Great thing about ‘participatory’ science is the option to participate – what about ‘gatekeepers’ that decide what/when their community should participate?

 

Everyone can participate!

My goal is to have absolutely everyone that visits the ocean to have their say in the “Marine Conservation Survey”. I’ve sent requests to everyone I know, and everyone I can find, especially those individuals, organizations or businesses that have been in the area for years and have some acknowledged experience (e.g., dive shops that have been operating since the 1990’s). I aim to give everyone an opportunity to contribute and have their voice heard!

The great thing about ‘participatory science’ – it’s participatory!

The more people that participate, the more complete the picture I get – my ultimate goal of course!

I can’t reach everyone directly on my own – so I ask others.

In some areas where there is strong local scientific leaders, it works really well if I first let them know about the project. In the Maldives, for example, with support from Guy Stevens’ at Manta Trust, who informed his network about the project, I got an excellent response within ONE day. Strong, dedicated leaders like Guy are so unbelievably helpful!

Other areas can take longer – much longer.

Gatekeepers that decide who should/not participate.

 

In a very few cases, unfortunately, I’ve been met by scientists – the ‘gatekeepers’ to the local community – who do not want ‘their community’ to participate because it conflicts with their own research agendas. If, for example, they are running a shark diver survey. I’ve already commented on shark diver survey redundancies – so won’t talk about them here.
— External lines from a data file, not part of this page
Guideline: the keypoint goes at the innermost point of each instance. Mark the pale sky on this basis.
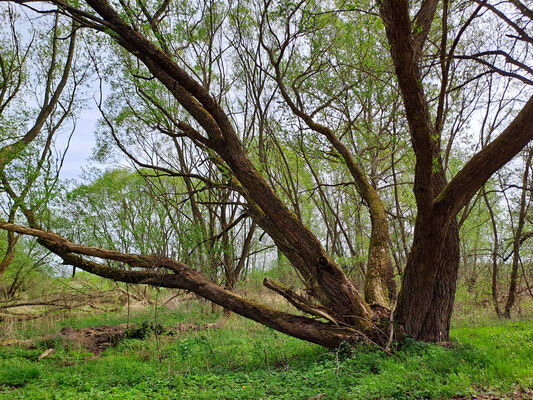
(81, 145)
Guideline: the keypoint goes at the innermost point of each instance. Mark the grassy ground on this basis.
(243, 360)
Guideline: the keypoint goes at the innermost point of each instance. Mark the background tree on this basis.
(414, 35)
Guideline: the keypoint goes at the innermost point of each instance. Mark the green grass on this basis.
(246, 361)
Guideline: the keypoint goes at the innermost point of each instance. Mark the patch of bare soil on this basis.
(95, 339)
(187, 327)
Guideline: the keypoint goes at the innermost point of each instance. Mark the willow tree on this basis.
(426, 41)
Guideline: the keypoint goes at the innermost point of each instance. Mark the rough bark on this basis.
(153, 271)
(341, 293)
(511, 296)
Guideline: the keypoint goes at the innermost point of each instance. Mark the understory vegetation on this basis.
(211, 357)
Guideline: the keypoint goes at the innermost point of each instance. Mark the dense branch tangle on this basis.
(426, 298)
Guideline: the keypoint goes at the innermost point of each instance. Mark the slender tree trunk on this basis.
(511, 297)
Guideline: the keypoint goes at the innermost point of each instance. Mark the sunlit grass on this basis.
(243, 360)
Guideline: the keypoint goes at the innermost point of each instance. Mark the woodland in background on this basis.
(380, 149)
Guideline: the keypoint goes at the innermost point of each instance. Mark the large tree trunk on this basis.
(425, 304)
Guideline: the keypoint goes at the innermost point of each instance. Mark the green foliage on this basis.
(246, 361)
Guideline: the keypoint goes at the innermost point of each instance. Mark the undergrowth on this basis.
(243, 360)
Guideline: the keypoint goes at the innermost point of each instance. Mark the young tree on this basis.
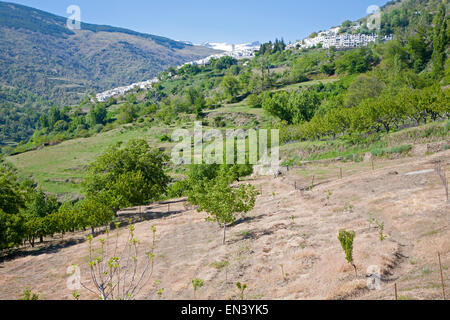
(223, 202)
(231, 86)
(346, 239)
(129, 176)
(117, 272)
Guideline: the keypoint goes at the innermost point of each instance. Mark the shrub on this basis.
(346, 239)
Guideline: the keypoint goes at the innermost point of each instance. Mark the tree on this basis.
(97, 115)
(439, 42)
(128, 176)
(365, 86)
(197, 283)
(231, 86)
(223, 202)
(12, 201)
(38, 206)
(346, 239)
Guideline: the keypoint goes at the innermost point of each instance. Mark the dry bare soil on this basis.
(288, 227)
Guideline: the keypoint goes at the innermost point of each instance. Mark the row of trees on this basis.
(121, 177)
(385, 112)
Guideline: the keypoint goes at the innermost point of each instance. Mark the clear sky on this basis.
(232, 21)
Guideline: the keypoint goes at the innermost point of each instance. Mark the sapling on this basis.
(76, 295)
(346, 239)
(241, 287)
(197, 283)
(442, 176)
(29, 295)
(380, 226)
(116, 276)
(284, 275)
(223, 202)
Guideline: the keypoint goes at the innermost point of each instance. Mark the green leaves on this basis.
(346, 240)
(133, 175)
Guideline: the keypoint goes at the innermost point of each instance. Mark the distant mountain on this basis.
(232, 47)
(39, 55)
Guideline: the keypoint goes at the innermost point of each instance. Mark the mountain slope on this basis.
(39, 54)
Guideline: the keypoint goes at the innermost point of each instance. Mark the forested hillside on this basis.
(40, 56)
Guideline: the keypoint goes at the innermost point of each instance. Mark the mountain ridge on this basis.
(39, 54)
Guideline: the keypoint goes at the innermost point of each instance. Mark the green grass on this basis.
(306, 84)
(55, 168)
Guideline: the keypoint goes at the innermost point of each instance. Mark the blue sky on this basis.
(233, 21)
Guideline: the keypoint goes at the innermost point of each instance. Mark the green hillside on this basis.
(41, 57)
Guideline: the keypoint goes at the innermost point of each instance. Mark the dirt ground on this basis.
(287, 247)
Instead, here I clarify that the “Marine Conservation Survey” is a SNAPSHOT of a communities experiences and opinions. It is not event-based monitoring like eShark, or these numerous other shark diver surveys. There should be no conflict.

The “Marine Conservation Survey” asks people on-the-ground about what conservation strategies are in place, how they work and what threats still need to be addressed – not for individual shark observations or photos.

Consequences of blocking participation

There are many reasons why individuals don’t participate in scientific surveys – I am aware of many! However, when individuals block other’s from participating because it threatens their own agendas, this makes things difficult and may provide unforeseen consequences. Blocking participation can be detrimental to valuable discussion and discovery – affecting the research and its findings – but also leaves room to negate any possible rebuttals. Hypothetically, for example, if anyone disagreed with a report or finding, I can point to the fact that I had given them – or their gatekeepers – the option of participating, and ask why they didn’t? Of course I can only report on the observations that are provided.

It should be totally up to you to participate! That’s the great thing about ‘participatory’ science.